Além das condições sugeridas por COSTA (s.d.), acrescentamos como aspectos
importantes:
a) utilizar as informações da família quanto ao volume de água que escoa nos períodos de
chuva, na localidade pretendida para a execução da obra;
b) extrair da família idéias próprias sobre a utilidade da barragem, com vistas a ter elementos
para o planejamento do seu dimensionamento;
c) promover o planejamento participativo sobre a construção da obra, manejo e cultivos
apropriados, de conformidade com a capacidade de armazenamento e interesse de
produção da família.
Para sua construção, escava-se uma vala transversalmente ao curso do riacho ou rio,
preferencialmente por meio manual (Fotos 1 e 2). Para a abertura da vala é importante que se
conheça antecipadamente, através de uma série de sondagens e informações da família, a
qualidade do material a ser escavado, para poder dimensionar a largura e possivelmente a
profundidade em que será detectada a zona de material impermeável, também conhecida
popularmente por piçarra.
FOTOS 1 e 2 – escavação da vala ou trincheira para o septo da barragem subterrânea
5. Comumente utiliza-se argila, mistura de argila com silte ou lona plástica para a
construção da parede de barragem subterrânea. Segundo COSTA (s.d.), a completa
impermeabilização da parede da barragem não é relevante, devido ao lento movimento da
água em meio poroso. Ainda segundo COSTA (s.d.), de certo modo, é aconselhável que a
base da parede subterrânea não seja totalmente impermeável, pois a infiltração e passagem de
uma pequena quantidade de água, através da parede, reduz os riscos de salinização da área da
barragem.
Havendo interesse, a parede da barragem pode ser elevada a partir da superfície, até
1,30m. Isto permite a formação de uma lamina de água que poderá ser utilizada para cultivos
agrícolas ou florestais (Fotos 3 e 4). Neste caso, deve-se providenciar um sangradouro, de
acordo com o curso do escoamento do riacho ou rio.

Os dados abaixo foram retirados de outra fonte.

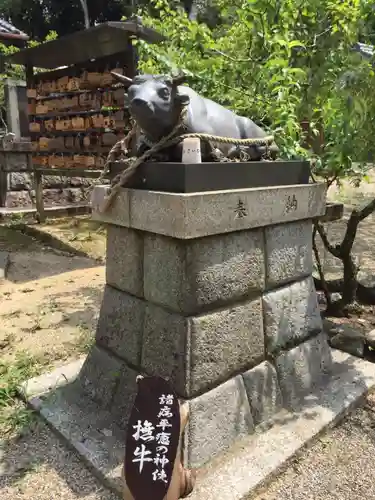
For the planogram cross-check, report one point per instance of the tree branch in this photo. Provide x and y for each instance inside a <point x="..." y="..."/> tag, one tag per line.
<point x="351" y="229"/>
<point x="320" y="270"/>
<point x="332" y="249"/>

Uma vez aberta a vala ou trincheira e escolhido o material de construção da parede, os
processos seguintes são muito simples. No caso de se construir a parede com argila
compactada, deve-se proceder da seguinte forma: deposita-se uma camada de argila, de
acordo com a largura da vala, com uma espessura de aproximadamente 30 centímetros. A
argila deve ser umedecida, em seguida, efetua-se a compactação. Este processo deve ser
repetido em todas as camadas da parede, até atingir a superfície. No caso da utilização de lona
plástica, a construção da parede torna-se ainda mais simples, pois toda a vala será revestida
com a lona, sendo posteriormente preenchida pelo próprio solo da escavação.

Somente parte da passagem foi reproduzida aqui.